Margaret Bailey, Sales Director – America of Lombard Risk, shared her insights on the potential regulatory impact that the Dodd-Frank Act Title VII will most likely have on the global banking community.
Ms. Bailey explained how two regulators – the Commodity Futures Trading Commission (CFTC) and the Securities and Exchange Commission (SEC) – were defining a swap reporting regime to collect data from financial institutions for real-time public dissemination as well as confidential regulatory use. The reporting regime will provide price and volume transparency as well as market oversight in order to enforce position limits and track systemic risk, with an overall goal of preventing a reoccurrence of the ‘financial crisis’.
Ms. Bailey commented: “The regulators are demanding all information reported ‘as soon as technologically practicable’ for swaps executed on and off the swap market. There is a significant focus on ‘real-time’ which may cause ‘real issues’ for firms with silos of data.” She continued: “The SEC has defined this as ‘real-time’, but added a caveat of ‘in no event later than 15 minutes after the time of the execution’.”

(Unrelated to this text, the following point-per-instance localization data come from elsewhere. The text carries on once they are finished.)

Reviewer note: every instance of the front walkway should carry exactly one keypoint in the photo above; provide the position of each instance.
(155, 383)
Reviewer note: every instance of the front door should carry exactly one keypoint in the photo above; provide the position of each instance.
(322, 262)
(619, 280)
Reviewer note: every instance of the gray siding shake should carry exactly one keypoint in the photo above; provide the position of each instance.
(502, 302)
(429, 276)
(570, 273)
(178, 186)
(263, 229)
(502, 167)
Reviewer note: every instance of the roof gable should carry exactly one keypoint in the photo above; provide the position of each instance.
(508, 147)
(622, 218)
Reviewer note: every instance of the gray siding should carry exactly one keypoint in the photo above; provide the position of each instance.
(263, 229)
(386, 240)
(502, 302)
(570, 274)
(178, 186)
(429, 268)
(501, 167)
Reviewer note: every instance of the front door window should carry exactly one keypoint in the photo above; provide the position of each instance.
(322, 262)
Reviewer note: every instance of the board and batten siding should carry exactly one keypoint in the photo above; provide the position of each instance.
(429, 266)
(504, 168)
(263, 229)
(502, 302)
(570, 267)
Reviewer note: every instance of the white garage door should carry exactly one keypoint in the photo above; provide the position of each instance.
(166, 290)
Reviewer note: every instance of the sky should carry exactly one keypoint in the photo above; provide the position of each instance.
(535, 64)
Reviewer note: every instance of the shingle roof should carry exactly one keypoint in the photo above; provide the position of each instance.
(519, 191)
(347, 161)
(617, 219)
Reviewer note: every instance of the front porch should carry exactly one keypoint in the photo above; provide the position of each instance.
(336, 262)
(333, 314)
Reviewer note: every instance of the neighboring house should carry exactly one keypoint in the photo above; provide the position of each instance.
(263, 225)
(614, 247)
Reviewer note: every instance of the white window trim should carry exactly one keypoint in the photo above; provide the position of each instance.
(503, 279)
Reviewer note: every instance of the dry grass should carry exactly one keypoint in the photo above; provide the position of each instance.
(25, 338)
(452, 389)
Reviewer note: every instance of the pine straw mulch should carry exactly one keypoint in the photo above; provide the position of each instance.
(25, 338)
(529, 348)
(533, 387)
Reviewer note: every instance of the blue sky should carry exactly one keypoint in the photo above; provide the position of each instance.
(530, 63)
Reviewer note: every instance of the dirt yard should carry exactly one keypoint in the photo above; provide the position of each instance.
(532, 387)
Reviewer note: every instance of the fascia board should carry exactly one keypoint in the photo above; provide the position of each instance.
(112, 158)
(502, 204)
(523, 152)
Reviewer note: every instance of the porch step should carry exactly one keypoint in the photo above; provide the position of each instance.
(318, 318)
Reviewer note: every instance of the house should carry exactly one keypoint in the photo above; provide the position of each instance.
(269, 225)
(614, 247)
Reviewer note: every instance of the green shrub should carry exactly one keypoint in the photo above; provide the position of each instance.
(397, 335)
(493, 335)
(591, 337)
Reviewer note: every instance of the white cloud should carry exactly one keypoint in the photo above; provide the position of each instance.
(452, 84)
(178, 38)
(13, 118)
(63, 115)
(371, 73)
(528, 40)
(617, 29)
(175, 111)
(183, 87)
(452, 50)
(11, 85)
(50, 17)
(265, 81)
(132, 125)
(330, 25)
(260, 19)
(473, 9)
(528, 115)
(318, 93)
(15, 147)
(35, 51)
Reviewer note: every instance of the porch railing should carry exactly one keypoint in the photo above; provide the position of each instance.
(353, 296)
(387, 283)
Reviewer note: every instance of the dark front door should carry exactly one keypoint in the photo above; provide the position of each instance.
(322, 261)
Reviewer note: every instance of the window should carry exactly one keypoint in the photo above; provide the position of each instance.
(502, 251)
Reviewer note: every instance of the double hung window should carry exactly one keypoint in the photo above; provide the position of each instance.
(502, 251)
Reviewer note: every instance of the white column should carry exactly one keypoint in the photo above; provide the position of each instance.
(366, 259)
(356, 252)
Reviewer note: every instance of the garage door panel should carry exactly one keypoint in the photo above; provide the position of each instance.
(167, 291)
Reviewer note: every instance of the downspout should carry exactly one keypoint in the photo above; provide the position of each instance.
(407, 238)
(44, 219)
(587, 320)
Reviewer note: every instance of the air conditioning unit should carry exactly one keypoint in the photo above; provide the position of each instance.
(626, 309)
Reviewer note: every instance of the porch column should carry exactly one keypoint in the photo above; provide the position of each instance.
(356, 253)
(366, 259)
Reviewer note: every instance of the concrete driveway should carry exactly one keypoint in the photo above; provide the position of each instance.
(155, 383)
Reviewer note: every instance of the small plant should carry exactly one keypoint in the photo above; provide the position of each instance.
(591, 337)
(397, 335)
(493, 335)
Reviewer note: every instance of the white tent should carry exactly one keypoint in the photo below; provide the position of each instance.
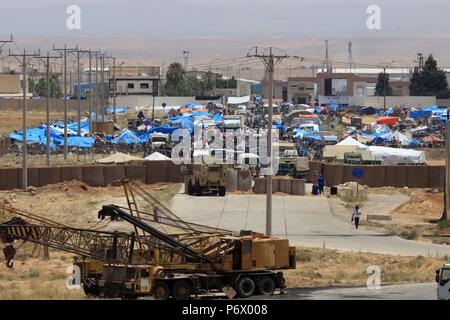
(349, 141)
(238, 100)
(395, 156)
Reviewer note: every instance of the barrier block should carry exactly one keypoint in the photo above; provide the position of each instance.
(32, 178)
(412, 176)
(374, 176)
(9, 178)
(436, 177)
(275, 184)
(422, 177)
(328, 174)
(113, 174)
(157, 172)
(260, 186)
(136, 172)
(285, 186)
(401, 176)
(313, 167)
(93, 176)
(232, 180)
(71, 173)
(49, 175)
(244, 180)
(173, 172)
(298, 187)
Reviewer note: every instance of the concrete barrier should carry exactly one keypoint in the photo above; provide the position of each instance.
(232, 180)
(136, 172)
(113, 174)
(298, 187)
(244, 180)
(93, 176)
(71, 173)
(49, 175)
(9, 178)
(259, 186)
(33, 177)
(157, 172)
(173, 172)
(285, 186)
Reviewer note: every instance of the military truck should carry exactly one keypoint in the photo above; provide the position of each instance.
(289, 163)
(206, 178)
(443, 282)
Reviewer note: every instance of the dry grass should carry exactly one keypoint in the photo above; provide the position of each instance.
(36, 279)
(322, 267)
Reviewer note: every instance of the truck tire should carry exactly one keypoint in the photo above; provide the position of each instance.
(245, 287)
(181, 290)
(266, 286)
(161, 291)
(197, 190)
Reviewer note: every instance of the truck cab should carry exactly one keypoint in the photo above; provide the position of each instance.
(443, 282)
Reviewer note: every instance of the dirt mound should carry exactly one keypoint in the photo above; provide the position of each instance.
(426, 204)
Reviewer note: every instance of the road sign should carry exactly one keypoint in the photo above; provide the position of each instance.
(357, 173)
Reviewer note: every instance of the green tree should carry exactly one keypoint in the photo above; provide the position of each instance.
(382, 84)
(429, 80)
(175, 80)
(55, 88)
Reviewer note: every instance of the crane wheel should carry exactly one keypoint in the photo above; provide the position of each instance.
(182, 290)
(266, 286)
(161, 291)
(245, 287)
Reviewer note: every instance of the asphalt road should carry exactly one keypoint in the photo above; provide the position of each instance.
(306, 221)
(420, 291)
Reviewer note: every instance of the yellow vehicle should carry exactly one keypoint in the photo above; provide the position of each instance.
(196, 260)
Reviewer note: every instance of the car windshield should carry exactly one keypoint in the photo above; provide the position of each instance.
(445, 276)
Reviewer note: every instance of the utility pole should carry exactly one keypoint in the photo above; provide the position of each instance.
(24, 59)
(47, 63)
(270, 61)
(114, 90)
(384, 65)
(66, 105)
(447, 169)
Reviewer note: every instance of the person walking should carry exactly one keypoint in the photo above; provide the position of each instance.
(356, 216)
(320, 183)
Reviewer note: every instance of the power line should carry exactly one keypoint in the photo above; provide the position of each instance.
(270, 60)
(24, 59)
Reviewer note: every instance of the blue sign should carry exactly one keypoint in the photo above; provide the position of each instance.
(357, 173)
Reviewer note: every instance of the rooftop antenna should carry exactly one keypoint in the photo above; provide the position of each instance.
(351, 63)
(326, 63)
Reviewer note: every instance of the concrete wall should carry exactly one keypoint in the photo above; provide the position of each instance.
(98, 176)
(380, 176)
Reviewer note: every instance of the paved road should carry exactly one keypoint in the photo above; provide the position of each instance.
(421, 291)
(309, 222)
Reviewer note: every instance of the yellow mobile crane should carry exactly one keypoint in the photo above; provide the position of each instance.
(197, 260)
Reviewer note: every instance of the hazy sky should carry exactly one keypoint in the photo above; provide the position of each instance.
(224, 18)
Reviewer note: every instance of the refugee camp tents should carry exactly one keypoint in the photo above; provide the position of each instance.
(349, 141)
(118, 158)
(369, 110)
(394, 156)
(390, 121)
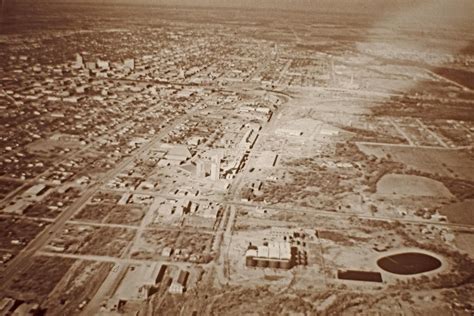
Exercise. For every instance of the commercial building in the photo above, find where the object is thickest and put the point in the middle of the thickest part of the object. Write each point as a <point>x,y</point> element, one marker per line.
<point>276,255</point>
<point>179,286</point>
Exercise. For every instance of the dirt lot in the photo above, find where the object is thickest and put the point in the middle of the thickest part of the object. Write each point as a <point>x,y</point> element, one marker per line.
<point>397,184</point>
<point>101,241</point>
<point>125,214</point>
<point>186,245</point>
<point>35,286</point>
<point>15,234</point>
<point>7,186</point>
<point>79,284</point>
<point>94,212</point>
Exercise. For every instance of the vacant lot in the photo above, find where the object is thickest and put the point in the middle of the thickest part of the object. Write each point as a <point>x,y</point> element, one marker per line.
<point>80,284</point>
<point>17,233</point>
<point>41,278</point>
<point>409,185</point>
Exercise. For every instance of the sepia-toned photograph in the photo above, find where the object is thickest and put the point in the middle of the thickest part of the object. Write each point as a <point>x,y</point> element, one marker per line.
<point>236,157</point>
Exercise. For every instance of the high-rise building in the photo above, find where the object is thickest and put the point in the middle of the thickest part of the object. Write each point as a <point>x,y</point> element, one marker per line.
<point>200,169</point>
<point>129,63</point>
<point>215,168</point>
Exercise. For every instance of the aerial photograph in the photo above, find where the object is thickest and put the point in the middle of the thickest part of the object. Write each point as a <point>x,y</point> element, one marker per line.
<point>237,157</point>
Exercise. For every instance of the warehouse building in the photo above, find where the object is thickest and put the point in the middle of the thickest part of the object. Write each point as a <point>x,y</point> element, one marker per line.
<point>276,255</point>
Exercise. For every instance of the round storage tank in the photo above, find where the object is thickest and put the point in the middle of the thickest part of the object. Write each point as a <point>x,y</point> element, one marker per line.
<point>250,262</point>
<point>262,263</point>
<point>286,264</point>
<point>274,264</point>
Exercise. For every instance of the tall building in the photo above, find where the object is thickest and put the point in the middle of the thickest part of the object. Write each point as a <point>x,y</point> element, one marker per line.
<point>215,168</point>
<point>200,169</point>
<point>79,62</point>
<point>129,63</point>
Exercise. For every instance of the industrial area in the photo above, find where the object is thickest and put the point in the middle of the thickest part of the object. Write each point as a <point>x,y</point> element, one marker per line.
<point>298,165</point>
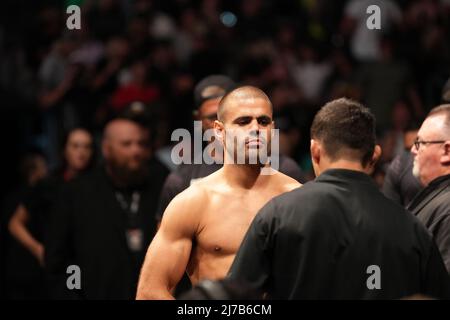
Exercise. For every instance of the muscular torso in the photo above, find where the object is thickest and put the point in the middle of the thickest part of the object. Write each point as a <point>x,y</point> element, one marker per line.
<point>223,221</point>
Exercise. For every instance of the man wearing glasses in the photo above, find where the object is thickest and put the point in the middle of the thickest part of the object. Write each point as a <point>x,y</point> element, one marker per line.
<point>431,152</point>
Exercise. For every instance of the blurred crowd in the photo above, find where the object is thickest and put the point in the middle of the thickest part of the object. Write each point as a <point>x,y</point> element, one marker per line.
<point>60,87</point>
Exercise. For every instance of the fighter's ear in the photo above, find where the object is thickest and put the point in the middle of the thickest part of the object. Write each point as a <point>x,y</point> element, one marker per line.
<point>445,158</point>
<point>219,130</point>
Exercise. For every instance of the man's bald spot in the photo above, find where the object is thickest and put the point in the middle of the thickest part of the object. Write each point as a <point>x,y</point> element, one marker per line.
<point>237,96</point>
<point>115,127</point>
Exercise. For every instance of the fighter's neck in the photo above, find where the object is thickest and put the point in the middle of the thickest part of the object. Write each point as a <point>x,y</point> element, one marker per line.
<point>241,175</point>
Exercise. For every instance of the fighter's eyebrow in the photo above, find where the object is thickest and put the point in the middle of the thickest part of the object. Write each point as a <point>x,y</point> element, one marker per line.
<point>242,119</point>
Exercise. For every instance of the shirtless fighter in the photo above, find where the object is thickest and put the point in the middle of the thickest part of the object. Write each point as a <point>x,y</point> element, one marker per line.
<point>203,227</point>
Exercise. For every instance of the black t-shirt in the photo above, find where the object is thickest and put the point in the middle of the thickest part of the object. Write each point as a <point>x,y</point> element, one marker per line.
<point>186,174</point>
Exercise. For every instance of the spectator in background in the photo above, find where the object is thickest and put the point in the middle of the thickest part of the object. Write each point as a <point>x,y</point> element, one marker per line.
<point>137,89</point>
<point>33,168</point>
<point>208,93</point>
<point>316,242</point>
<point>104,221</point>
<point>400,185</point>
<point>29,223</point>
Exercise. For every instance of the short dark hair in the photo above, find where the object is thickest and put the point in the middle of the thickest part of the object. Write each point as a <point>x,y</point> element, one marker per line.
<point>346,128</point>
<point>442,109</point>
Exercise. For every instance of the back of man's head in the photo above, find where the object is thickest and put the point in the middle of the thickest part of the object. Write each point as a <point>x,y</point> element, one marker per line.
<point>346,129</point>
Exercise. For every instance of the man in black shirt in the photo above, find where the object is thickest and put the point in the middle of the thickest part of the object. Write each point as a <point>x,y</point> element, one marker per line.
<point>103,222</point>
<point>432,166</point>
<point>339,237</point>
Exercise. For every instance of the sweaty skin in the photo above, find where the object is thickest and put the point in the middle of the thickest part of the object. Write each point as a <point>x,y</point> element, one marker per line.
<point>202,230</point>
<point>203,227</point>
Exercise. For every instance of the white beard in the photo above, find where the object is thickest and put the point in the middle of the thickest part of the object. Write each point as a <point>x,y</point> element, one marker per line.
<point>416,170</point>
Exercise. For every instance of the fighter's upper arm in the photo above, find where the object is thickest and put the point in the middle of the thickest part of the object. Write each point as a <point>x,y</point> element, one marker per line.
<point>169,252</point>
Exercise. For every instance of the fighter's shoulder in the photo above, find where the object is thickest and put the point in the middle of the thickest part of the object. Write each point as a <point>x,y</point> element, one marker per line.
<point>286,182</point>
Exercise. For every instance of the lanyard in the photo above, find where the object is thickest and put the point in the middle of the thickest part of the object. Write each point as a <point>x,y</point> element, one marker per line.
<point>134,205</point>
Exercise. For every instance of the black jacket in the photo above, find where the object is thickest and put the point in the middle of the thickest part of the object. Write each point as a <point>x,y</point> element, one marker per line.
<point>432,207</point>
<point>320,241</point>
<point>88,229</point>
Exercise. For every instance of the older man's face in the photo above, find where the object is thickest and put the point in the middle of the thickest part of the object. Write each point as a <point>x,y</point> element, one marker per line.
<point>428,157</point>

Ms. Bailey further stated: “We do not see this as a U.S.-problem only. European regulators are on the same track, with EMIR and MiFID2 expected to be operational towards the end of 2013. The Dodd-Frank regulations affect European and other foreign banks in the U.S. that are active in derivatives.”
The swaps that are impacted by this regulation are defined as:
- A counterparty to a trade is a U.S. person OR
- The trade is cleared in a U.S. Derivative Clearing Organization OR
- The trade is executed on a U.S. Swap Execution Facility or Designated Contract Market
While this appears all encompassing, Ms. Bailey closed her presentation by illustrating a scenario whereby:
- “an English trader, working for a French bank, is on holiday in America, when she pops into her U.S. branch to finalize a trade between an Italian and Swiss company”
She noted: “This scenario would fall within the regulatory definition. It wasn’t that the trade was executed with a U.S. counterparty, rather it was purely that the trader was physically IN the U.S.”